I was afraid, anxious, and fearful of what others thought. I was fearful of anybody rejecting or judging me, so I kept everything inside. Thoughts, ideas, plans, jokes, opinions, and everything that was on my mind and heart, remained right where it began with no way of ever being known. You see, if the small things that I could claim were mine became exposed, sooner or later so would the big things, and this thought alone controlled my life.

Being known completely by others terrified me. Being known by others meant they knew all the good things about me, along with the not so good, vulnerable, shameful things that made me sad. The parts of my life that brought me genuine happiness would be exposed, along with my darkest secrets that I tried so hard to bury and forget. Being known was something I ran far away from and avoided completely. This didn’t always work out so well.

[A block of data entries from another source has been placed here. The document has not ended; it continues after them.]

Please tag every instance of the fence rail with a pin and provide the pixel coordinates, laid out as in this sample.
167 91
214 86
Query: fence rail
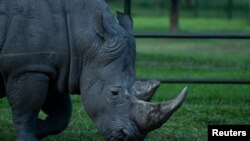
200 81
194 36
127 9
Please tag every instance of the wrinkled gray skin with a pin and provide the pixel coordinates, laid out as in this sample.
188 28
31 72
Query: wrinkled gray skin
49 49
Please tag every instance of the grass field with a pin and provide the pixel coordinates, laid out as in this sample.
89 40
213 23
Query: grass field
205 104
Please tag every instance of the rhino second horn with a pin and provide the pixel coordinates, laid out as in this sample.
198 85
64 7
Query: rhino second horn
150 116
145 90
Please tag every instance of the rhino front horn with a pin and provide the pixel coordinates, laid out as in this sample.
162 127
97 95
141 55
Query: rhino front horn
150 116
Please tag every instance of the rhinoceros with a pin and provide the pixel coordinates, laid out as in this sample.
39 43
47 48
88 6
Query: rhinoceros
50 49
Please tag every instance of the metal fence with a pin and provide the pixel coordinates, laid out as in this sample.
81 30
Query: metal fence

With this mindset, having healthy relationships was almost nonexistent, and I struggled with my identity and purpose. Being known is more than just sharing insight, memories, and pieces of life. It’s making a statement, boldness, confidence, and exclaiming who you are, and owning it. It’s allowing your insides to be your identity. It’s molding relationships that actually mean something. It’s being open to know others too. Humbling yourself to be known completely by another is actually the most important barrier to break to finally be honest, open, accepting, and understanding towards yourself and another.

I challenge you to be more vulnerable in your own lives. Vulnerability is not weakness, it’s strength. Make an effort to be open and be known for who you are by the people around you and most importantly God. He so desperately wants to know you, and I mean all of you. Your concerns, your questions, your heart, your mind. Everything. So don’t hold back. You deserve to be known for who you actually are.